Use long-tail keywords as stepping stones. Rank for 10 long-tail keywords first. Build authority in your niche. Then go after the broader, more competitive keywords. This is faster than trying to rank for competitive keywords from day one.
Combine keyword research with content calendar planning. Don't just find keywords. Plan when you'll publish content for them. Map them to your product roadmap. If you're launching a feature in Q2, target keywords related to that feature in Q1. The timing matters.
Warnings: What Not to Do
Don't chase zero-competition keywords with zero search volume. A keyword with 0 searches per month doesn't matter, even if no one's competing for it. You need search volume. Aim for at least 5–10 monthly searches minimum.
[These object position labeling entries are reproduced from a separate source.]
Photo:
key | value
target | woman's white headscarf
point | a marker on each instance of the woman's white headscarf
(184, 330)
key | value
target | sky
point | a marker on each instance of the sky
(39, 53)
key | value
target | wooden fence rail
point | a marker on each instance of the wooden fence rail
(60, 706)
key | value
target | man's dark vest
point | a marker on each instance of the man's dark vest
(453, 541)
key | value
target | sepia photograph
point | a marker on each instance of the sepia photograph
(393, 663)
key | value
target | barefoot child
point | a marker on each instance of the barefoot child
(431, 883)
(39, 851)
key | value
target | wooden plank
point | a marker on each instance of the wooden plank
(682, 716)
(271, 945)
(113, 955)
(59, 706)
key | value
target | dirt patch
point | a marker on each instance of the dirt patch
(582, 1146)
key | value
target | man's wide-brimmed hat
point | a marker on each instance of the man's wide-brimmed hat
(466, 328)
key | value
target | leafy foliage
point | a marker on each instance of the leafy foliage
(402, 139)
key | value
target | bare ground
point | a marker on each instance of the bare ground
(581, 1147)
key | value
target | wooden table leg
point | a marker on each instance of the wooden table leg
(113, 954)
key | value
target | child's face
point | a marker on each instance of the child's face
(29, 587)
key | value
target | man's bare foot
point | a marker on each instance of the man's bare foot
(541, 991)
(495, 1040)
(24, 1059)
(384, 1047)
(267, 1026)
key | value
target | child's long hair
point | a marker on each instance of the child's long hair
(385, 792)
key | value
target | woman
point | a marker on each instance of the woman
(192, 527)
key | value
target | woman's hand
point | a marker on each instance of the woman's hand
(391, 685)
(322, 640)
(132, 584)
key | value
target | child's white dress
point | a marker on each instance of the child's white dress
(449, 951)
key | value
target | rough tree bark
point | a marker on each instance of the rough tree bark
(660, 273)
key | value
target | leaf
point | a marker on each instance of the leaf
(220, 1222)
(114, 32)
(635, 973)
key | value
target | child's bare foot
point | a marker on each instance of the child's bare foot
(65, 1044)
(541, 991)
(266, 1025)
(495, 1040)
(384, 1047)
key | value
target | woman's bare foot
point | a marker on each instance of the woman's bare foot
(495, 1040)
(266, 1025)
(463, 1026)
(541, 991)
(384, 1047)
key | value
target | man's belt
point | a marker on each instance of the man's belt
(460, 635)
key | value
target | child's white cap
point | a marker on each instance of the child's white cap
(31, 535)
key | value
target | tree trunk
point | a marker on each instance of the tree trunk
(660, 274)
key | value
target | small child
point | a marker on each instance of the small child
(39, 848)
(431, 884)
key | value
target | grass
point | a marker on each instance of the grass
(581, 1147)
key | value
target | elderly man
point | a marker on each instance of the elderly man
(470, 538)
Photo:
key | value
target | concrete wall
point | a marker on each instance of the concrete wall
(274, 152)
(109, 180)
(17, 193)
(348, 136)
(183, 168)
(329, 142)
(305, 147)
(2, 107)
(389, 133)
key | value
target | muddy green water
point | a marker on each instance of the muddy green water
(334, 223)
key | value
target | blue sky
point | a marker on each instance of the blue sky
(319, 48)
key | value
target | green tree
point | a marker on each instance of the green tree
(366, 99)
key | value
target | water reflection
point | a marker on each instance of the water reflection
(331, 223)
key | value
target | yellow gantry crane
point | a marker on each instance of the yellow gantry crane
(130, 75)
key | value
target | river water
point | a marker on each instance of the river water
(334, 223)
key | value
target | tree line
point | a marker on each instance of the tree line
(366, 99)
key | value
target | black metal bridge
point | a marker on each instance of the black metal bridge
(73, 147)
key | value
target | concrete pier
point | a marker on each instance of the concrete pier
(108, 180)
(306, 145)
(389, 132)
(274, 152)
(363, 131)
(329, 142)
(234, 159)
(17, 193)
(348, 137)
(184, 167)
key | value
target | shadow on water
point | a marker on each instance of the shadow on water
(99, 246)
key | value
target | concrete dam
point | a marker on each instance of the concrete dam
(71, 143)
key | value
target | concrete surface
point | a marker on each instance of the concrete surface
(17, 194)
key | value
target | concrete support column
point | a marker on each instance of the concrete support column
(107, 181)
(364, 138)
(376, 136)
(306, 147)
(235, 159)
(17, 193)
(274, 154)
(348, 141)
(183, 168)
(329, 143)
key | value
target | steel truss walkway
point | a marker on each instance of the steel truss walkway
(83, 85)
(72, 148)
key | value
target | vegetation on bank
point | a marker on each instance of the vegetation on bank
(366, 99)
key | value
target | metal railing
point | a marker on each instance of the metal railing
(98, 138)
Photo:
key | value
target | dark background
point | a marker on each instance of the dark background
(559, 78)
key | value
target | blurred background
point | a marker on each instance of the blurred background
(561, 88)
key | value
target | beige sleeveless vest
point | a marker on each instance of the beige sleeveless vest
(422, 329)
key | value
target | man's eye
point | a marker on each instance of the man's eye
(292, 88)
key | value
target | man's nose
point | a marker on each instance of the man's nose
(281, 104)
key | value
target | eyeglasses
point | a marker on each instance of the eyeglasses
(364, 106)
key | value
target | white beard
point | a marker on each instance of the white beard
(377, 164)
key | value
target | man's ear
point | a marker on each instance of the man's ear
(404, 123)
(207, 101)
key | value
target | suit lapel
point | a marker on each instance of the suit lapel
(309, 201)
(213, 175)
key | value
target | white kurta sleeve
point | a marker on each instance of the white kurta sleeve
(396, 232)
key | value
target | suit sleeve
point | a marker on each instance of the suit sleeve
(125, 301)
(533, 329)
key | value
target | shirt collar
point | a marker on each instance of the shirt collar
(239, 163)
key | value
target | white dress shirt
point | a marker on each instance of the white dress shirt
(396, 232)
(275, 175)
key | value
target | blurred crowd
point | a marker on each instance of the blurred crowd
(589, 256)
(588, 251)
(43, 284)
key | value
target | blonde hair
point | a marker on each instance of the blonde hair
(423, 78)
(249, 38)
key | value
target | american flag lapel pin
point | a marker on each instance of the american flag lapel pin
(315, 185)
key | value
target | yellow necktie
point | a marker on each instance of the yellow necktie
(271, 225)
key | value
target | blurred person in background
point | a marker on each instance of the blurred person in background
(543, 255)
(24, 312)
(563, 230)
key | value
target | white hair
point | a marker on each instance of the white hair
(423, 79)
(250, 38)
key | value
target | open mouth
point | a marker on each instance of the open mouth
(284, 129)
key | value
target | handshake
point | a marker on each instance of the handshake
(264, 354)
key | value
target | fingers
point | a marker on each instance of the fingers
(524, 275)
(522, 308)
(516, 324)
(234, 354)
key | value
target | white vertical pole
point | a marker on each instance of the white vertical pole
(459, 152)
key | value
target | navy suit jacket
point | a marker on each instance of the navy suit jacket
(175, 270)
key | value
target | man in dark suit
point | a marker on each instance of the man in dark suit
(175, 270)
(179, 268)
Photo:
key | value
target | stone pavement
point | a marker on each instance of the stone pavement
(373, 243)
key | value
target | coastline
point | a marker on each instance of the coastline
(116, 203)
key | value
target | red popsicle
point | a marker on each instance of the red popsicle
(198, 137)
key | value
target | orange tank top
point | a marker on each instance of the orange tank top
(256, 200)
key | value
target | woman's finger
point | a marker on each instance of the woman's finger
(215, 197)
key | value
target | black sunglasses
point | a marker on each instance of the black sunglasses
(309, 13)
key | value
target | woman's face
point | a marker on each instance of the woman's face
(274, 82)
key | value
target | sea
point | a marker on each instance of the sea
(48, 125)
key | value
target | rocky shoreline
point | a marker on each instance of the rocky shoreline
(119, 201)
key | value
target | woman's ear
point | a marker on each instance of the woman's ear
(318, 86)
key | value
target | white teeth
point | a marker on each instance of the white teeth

Don't ignore search intent. You can find a keyword with 100 monthly searches and low competition. But if people searching that keyword want to buy and you're selling, you won't convert. Match intent first, then optimize.
Don't stuff keywords. Keyword density doesn't matter as much as it used to. Write for humans first. If mentioning the keyword 40 times makes your article sound like spam, mention it 20 times. Google can tell the difference.
Don't ignore your existing rankings. If you're already ranking for a keyword in positions 11–30, optimizing that page is faster than creating a new page for a new keyword. Low-hanging fruit first.
Don't set it and forget it. Keyword research isn't a one-time project. Every quarter, revisit your keywords. Check your rankings. Look for new opportunities. Adjust your roadmap.
The Faster Way: Automate Your Keyword Research and Content
The process above works. But it takes time. If you've got a product that's ready to scale and you need organic visibility now, there's a faster path.
SEOABLE handles the entire workflow in under 60 seconds. You enter your domain. It runs a technical SEO audit. It analyzes your competitors. It builds a keyword roadmap. It generates 100 AI blog posts optimized for those keywords. All for $99.
You still need to understand keyword research—that's what this guide is for. But if you want to skip the manual labor and get a complete content foundation in place immediately, that's the play.
Many of the founders using this approach have seen significant organic growth in their first four months. They understand their keywords (because they read guides like this one). They just didn't want to spend three weeks doing the research and writing 100 blog posts manually.
If that's you, that's fine. The methodology is the same. The execution is just faster.
If you want to do it yourself, use this guide. You have everything you need.
Summary: Your Action Plan
Here's what to do this week:
Day 1: Extract competitor keywords. Pick 3 competitors. Use free tools to see what keywords they rank for. Write down 50 keywords they're targeting.
Day 2: Find the gaps. Use Google autocomplete, People Also Ask, and Reddit to find keywords your competitors are missing. Aim for 30–50 new keyword ideas.
Day 3: Validate search volume. Use free keyword tools to estimate search volume for your top 50 keywords. Create a spreadsheet with columns for keyword, volume, competition, and relevance.
Day 4: Build your roadmap. Score your keywords. Identify your top 20. Plan content for them.
Day 5: Start creating content. Write one post for your highest-scoring keyword. Publish it. Optimize it. Move to the next.
That's it. That's the process.
Low-competition keywords aren't magic. They're just keywords your competitors haven't optimized for yet. By doing systematic research and creating better content than what's currently ranking, you'll find them. And you'll rank for them.
The founders who win aren't the ones with the biggest budgets. They're the ones who do the work competitors skip. This is that work.
Start today. Your organic visibility depends on it.